Die Basilika San Zeno Maggiore ist dem heiligen Bischof gewidmet, dem Schutzpatron von Verona, dem achten in der Geschichte der Stadt, der im Jahr 380 starb. Zeno stammte ursprünglich aus Mauretanien und wird daher „der maurische Bischof“ genannt. Er ist als Persönlichkeit von großer Kultur und Autor exegetischer Texte bekannt. Die Legenden überliefern seine Leidenschaft für das Angeln, eine symbolische Anspielung auf die Apostel, die „Menschenfischer“. Seine Überreste werden in der Krypta der Basilika aufbewahrt, die als eine der schönsten romanischen Kirchen Italiens gilt. Die Kirche wurde wahrscheinlich bereits im 4. Jahrhundert gegründet, während in karolingischer Zeit die Benediktinerabtei gegründet wurde. Das bestehende Gebäude wurde in verschiedenen Phasen zwischen dem 10. und 12. Jahrhundert erbaut. Die Struktur besteht aus drei Kirchenschiffen mit halbkreisförmigen Apsiden. Die Spannweiten werden von großen mehrbogigen Pfeilern unterbrochen. Der Altarbereich scheint über die Krypta erhoben und ist über eine Treppe zugänglich. Die Fassade wurde 1138 mit dem Portikus und den Reliefs des Bildhauers Niccolò verziert, der bereits in Piacenza, Ferrara und im Susatal tätig war und 1139 auch den Portikus der Kathedrale von Verona schuf. Niccolò wurde von einem Meister namens Guglielmo unterstützt. In der Lünette des Säulenportals, die von zwei Greifen getragen wird, tritt San Zeno den Teufel mit Füßen und begrüßt die Bürger (Ritter und Infanteristen). An den Seiten des Portals sind Geschichten der Genesis, Geschichten von Christus und im unteren Bereich die Legende von König Theoderich dargestellt, der sich auf eine Hirschjagd begibt, die im Rachen des Teufels endet. Um das Jahr 1200 schuf Meister Brioloto die Rosette der Vorderseite, wie ein Glücksrad: Im Rad des Lebens fällt am Ende auch der erhobene Mensch.

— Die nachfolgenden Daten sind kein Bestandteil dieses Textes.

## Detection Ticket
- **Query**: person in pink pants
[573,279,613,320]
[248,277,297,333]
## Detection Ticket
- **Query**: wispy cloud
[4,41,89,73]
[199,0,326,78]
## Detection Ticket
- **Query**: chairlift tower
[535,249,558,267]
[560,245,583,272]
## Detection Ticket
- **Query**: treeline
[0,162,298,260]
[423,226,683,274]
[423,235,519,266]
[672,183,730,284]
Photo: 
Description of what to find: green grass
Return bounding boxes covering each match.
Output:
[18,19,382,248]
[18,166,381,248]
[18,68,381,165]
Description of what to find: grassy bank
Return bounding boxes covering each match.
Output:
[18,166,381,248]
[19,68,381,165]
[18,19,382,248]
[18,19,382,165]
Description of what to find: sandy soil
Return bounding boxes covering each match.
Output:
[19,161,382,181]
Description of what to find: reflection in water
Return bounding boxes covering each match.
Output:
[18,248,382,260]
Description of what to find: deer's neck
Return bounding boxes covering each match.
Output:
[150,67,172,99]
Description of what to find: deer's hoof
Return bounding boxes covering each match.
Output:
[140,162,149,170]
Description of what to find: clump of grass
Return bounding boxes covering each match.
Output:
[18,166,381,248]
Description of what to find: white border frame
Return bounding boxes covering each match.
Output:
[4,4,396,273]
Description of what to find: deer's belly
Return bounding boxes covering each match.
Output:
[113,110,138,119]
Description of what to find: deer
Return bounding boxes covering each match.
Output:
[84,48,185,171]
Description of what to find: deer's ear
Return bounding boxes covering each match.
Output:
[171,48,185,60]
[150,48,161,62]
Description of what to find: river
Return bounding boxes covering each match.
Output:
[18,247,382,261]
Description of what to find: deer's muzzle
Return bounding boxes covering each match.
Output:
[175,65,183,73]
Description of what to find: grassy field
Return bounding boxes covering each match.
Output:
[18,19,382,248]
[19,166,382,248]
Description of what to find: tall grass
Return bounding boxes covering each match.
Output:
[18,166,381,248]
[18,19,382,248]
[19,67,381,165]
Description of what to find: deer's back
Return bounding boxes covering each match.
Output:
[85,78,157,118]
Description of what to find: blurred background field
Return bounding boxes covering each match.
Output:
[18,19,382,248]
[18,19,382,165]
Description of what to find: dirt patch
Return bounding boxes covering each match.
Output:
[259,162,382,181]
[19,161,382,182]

Die Kirche San Zeno bewahrt eine der seltenen Bronzetüren des Mittelalters. Die Tür wurde zwischen dem 12. und 13. Jahrhundert von drei verschiedenen Meistern ausgeführt, deren Namen unbekannt geblieben sind. Die Dekoration besteht aus 48 Formen, die Episoden aus dem Alten und Neuen Testament erzählen, aber auch die Reihe der Wunder von San Zeno. Die erzählerische Lebendigkeit der Figuren sticht in der Szene des Exorzismus der Tochter des Kaisers Gallienus hervor. Man sieht den Teufel, der sich aus dem Mund des Mädchens windet. Vor der linken Apsis befindet sich eine Statue des heiligen Fischers, der ein Lächeln auf den Lippen trägt und im Volksmund „San Zeno che ride“ (der lachende San Zeno) genannt wird. Vielleicht wurde sie zwischen dem dreizehnten und vierzehnten Jahrhundert von Abt Giuseppe della Scala in Auftrag gegeben, dem Halbbruder von Cangrande, einem gewalttätigen und sündigen Mann, der von Dante im 18. Gesang des Fegefeuers getadelt wird.
An der Gegenfassade befindet sich ein großes Kruzifix, das Lorenzo Veneziano zugeschrieben wird, einem der besten venezianischen Künstler der zweiten Hälfte des vierzehnten Jahrhunderts, während an den Wänden der Kirchenschiffe zahlreiche sakrale Fresken von Malern der Schule Giottos zu sehen sind.
Auf dem Hauptaltar kann man das Altarbild von Andrea Mantegna bewundern, das eine Madonna auf dem Thron mit Kind und Heiligen darstellt. Es wurde zwischen 1456 und 1457 von Abt Gregorio Correr in Auftrag gegeben. Es handelt sich um ein Referenzwerk der Renaissance für die räumliche und perspektivische Konzeption des Heiligen Gesprächs zwischen den Heiligen. Von links beginnend erkennt man den heiligen Petrus, den heiligen Paulus, den heiligen Zeno, den heiligen Benedikt, den heiligen Laurentius, den heiligen Gregor den Großen und den heiligen Johannes den Täufer. Der Heiligenschein der Madonna auf dem Thron erinnert an das Glücksrad der Fassade.